The bollards, for instance. The state administers the FQMD. The FQMD commissioned them in the first place.
“We do not employ personnel that actually do work on a functional basis. We need to partner with the city, and we need a partner with other organizations like NOPD, like the sheriff’s department, like Troop Nola, to accomplish our objectives,” she said. “And so we’ve had discussions about all of these things over the years as it relates to public safety.”
Will the FQMD ensure that happens?
According to board meeting minutes reviewed by InvestigateTV, there were concerns about the bollard system itself — but also an ongoing staffing struggle over who was locking them into place each night.
In a Jan. 2019 report from the then-chair, state police and homeland security were not positioning and locking Quarter bollards despite requests to, and the city asked if the FQMD would consider taking on that responsibility.
This was met with concerns about liability, with one commissioner saying the bollards were “not a good system.”
Copycat killers exist. It worked once, why not do it again, they will accurately think.

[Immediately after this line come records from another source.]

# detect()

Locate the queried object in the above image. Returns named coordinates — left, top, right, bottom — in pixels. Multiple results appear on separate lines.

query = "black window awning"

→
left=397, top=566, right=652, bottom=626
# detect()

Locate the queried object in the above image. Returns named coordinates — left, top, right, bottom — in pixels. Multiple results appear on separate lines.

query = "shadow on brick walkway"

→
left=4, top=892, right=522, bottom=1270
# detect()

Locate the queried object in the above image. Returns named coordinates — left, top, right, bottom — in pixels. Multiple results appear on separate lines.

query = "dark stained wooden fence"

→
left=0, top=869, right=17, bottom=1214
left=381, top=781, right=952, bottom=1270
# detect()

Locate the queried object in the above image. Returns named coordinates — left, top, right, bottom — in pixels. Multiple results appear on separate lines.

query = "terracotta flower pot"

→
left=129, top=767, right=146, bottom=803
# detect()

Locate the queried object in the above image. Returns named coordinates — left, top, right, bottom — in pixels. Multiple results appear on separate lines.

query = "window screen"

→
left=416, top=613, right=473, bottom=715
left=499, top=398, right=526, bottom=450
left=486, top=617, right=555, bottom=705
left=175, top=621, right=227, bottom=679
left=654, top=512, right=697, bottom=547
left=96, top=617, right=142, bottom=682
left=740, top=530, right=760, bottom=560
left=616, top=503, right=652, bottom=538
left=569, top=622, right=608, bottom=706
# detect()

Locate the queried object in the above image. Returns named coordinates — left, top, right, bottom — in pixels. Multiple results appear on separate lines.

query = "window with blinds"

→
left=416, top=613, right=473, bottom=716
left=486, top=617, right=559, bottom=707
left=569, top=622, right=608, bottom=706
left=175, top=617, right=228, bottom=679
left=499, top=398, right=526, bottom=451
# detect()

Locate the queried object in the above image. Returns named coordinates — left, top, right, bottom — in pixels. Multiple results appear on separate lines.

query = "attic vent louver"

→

Again, are we reading the same article?
The city currently has no bollards at Canal and Bourbon streets, where the attacker entered, but the roadway was blocked by an SUV police cruiser parked sideways on New Year’s.
Attack suspect Shamsud-Din Jabbar, a U.S. combat veteran from Texas, exploited another vulnerability in the city’s security planning: He squeezed his seven-foot-wide pickup onto an eight-foot-wide sidewalk between a drugstore wall and the police vehicle, stomping the accelerator and plowing through the crowd at about 3:15 a.m.
The police SUV blocking the street was more than sufficient as a replacement for the bollards. But the bollards (and the SUV) only block the street, not the sidewalk. Block the sidewalk too, and you run into ADA issues.